Personally I don't have any desire to buy any of those expensive things at all, because I don't even notice their existence, but that's just me. Seems better to be minimalistic. Similarly, to not have any debt, because why would you want to be more stressed and tied to a job than the minimum possible? But maybe it's different if your friends / social circle cares about shiny things or something.

ge96 2 days ago||
Yeah I'm working on the debt part

The car thing I like driving fast/sporty cars, cheapest one for performance would be an older Corvette but yeah (not saying Lambo is performance, that one it's the looks, Exige though is both though different eg. acceleration/curve handling vs. top speed).

I'm just saying, there was a guy I was talking to who owned a Lambo and he's like "if it went up in flames I'd be fine", it's like I have to get to that headspace or maybe I'm not built that way not sure

But yeah I do go back and forward between wanting things/feeling guilty for being better off than others

ajkjk 1 day ago||
It sounds like you're trying to feel what you're supposed to feel according to other people, and then feeling anxious about that's not how you actually feel? which sounds hard. I'm pretty sure the only way to be that makes any sense, however, is to feel what you actually feel, and if someone tries to make that seem wrong or bad, tell them (mentally or out loud) to fuck off. It's not possible to force yourself to feel differently than you feel--that's, like, what a feeling is.
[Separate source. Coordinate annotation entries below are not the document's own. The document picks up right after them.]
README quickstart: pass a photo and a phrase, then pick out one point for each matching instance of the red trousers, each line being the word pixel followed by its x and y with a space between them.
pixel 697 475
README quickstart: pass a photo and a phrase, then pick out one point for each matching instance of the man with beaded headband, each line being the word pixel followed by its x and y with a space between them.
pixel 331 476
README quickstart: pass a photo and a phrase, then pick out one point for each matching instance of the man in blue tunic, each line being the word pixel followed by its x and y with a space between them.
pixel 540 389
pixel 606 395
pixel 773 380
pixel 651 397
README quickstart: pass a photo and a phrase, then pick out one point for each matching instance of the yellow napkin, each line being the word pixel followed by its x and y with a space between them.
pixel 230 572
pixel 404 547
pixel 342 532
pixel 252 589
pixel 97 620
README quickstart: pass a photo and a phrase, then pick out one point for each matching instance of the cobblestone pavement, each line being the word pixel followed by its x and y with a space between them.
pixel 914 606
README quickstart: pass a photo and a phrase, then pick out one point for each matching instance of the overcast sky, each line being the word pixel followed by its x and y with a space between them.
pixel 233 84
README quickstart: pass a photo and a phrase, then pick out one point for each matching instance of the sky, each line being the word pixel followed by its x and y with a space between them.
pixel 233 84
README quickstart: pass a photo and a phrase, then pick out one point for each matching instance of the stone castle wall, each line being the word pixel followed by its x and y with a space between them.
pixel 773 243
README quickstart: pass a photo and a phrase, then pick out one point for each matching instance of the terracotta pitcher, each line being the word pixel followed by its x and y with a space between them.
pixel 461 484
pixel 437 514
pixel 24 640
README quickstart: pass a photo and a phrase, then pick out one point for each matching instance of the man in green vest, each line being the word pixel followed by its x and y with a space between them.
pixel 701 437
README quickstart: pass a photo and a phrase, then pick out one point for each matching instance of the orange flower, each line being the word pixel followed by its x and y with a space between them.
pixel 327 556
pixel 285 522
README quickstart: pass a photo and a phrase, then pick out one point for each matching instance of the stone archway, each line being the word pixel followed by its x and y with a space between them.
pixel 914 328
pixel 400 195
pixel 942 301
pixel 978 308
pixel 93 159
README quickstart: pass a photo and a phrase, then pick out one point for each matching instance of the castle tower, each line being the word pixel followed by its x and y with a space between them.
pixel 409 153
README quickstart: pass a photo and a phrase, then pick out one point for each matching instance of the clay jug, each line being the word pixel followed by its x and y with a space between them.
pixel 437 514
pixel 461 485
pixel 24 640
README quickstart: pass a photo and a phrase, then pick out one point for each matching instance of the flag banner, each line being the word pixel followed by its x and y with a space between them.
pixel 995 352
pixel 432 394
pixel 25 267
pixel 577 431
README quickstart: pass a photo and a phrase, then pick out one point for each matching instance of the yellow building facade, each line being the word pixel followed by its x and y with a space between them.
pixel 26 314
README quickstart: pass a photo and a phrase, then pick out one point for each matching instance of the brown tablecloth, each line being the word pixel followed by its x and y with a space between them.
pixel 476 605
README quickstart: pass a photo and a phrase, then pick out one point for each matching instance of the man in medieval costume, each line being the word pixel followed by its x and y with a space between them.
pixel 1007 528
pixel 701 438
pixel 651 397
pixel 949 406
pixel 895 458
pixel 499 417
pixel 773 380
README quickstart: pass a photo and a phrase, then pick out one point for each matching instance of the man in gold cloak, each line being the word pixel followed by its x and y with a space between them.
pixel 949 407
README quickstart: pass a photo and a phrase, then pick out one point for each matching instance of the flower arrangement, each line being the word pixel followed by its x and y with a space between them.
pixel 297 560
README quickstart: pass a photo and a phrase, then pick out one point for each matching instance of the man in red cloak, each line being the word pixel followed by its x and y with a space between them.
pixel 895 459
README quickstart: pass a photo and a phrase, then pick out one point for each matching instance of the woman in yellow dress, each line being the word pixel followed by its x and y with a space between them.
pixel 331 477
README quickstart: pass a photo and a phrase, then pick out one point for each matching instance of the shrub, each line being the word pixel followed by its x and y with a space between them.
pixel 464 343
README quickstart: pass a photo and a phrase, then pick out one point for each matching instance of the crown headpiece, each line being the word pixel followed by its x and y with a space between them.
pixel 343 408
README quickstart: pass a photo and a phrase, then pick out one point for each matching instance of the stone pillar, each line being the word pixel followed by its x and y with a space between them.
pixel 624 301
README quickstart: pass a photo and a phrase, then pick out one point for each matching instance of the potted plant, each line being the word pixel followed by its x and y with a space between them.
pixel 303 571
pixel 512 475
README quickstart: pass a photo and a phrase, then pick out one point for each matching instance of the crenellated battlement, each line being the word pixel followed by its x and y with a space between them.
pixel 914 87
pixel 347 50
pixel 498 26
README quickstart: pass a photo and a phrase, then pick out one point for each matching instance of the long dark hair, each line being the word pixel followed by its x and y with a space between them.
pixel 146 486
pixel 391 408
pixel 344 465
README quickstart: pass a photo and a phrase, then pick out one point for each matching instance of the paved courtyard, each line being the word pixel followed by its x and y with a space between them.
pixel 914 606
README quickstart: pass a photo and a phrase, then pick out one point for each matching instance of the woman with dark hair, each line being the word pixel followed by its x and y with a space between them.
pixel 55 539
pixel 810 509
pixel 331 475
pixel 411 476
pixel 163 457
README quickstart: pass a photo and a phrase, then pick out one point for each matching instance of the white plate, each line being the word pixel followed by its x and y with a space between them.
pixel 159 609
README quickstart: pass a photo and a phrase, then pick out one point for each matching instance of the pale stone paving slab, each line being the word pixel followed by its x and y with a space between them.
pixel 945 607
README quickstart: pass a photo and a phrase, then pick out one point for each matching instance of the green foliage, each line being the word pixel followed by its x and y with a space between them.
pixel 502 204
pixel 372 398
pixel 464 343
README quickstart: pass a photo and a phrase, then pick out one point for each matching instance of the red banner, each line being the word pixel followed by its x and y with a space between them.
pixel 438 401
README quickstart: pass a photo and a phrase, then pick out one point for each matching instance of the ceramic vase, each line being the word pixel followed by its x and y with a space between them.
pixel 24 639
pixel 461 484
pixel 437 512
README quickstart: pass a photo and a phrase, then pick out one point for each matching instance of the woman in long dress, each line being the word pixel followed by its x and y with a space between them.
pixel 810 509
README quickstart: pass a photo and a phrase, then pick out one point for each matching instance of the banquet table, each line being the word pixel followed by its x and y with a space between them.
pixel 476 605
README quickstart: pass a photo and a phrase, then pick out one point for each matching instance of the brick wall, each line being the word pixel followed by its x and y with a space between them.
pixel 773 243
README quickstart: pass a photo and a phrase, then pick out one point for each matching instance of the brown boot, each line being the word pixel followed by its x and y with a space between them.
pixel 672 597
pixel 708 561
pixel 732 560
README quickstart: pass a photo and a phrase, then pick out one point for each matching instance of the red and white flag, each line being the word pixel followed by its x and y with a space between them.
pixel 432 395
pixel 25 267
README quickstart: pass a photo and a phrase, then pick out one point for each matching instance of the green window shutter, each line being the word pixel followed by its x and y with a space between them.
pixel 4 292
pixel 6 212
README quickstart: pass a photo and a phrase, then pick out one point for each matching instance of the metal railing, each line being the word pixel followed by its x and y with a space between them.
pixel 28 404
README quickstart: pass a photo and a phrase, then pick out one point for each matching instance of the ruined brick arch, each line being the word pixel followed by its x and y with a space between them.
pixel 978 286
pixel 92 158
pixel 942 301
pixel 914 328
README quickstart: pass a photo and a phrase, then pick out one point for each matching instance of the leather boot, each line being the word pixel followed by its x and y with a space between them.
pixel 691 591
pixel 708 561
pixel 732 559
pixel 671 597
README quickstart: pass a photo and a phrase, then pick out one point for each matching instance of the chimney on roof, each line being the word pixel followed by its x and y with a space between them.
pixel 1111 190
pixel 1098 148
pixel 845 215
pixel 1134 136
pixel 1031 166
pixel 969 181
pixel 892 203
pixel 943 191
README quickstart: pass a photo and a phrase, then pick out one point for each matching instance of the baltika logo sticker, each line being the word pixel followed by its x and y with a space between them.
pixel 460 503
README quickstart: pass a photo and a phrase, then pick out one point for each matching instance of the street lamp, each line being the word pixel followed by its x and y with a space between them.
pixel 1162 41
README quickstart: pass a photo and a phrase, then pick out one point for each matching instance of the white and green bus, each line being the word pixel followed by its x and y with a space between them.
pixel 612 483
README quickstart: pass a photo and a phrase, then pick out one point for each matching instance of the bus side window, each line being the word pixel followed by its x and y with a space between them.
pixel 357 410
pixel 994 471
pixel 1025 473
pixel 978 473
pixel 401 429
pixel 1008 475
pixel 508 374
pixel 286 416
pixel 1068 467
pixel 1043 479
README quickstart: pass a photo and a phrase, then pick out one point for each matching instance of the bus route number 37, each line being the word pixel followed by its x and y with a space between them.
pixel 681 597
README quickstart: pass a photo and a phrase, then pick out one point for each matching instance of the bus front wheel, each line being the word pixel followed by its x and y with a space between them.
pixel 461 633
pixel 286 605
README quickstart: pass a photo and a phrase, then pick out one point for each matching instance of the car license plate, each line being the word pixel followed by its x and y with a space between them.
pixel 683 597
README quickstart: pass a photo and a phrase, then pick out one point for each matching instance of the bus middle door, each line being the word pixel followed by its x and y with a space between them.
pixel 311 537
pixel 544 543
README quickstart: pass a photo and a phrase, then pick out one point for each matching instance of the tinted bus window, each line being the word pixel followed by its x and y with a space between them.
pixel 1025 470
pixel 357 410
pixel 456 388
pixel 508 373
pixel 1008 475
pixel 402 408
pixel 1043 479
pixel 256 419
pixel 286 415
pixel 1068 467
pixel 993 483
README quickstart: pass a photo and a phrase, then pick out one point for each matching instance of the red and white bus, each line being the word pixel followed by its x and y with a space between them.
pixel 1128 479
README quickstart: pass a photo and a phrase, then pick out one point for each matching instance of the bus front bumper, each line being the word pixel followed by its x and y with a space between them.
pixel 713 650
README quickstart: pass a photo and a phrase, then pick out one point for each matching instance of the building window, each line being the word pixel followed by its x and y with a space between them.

If something makes you think you should modify your feelings, it's wrong, like it's a complete category error; you can only react to them, not will them to change.

Not that I don't fall in the same trap, but, y'know, it's an aspiration.

and personally I'd judge the hell out of someone who owned a lambo and didn't care about it going up in flames. We get it, they want people to think they're so rich that they don't care about their own possessions. All I hear is a person try to say certain things in order to make you find them impressive.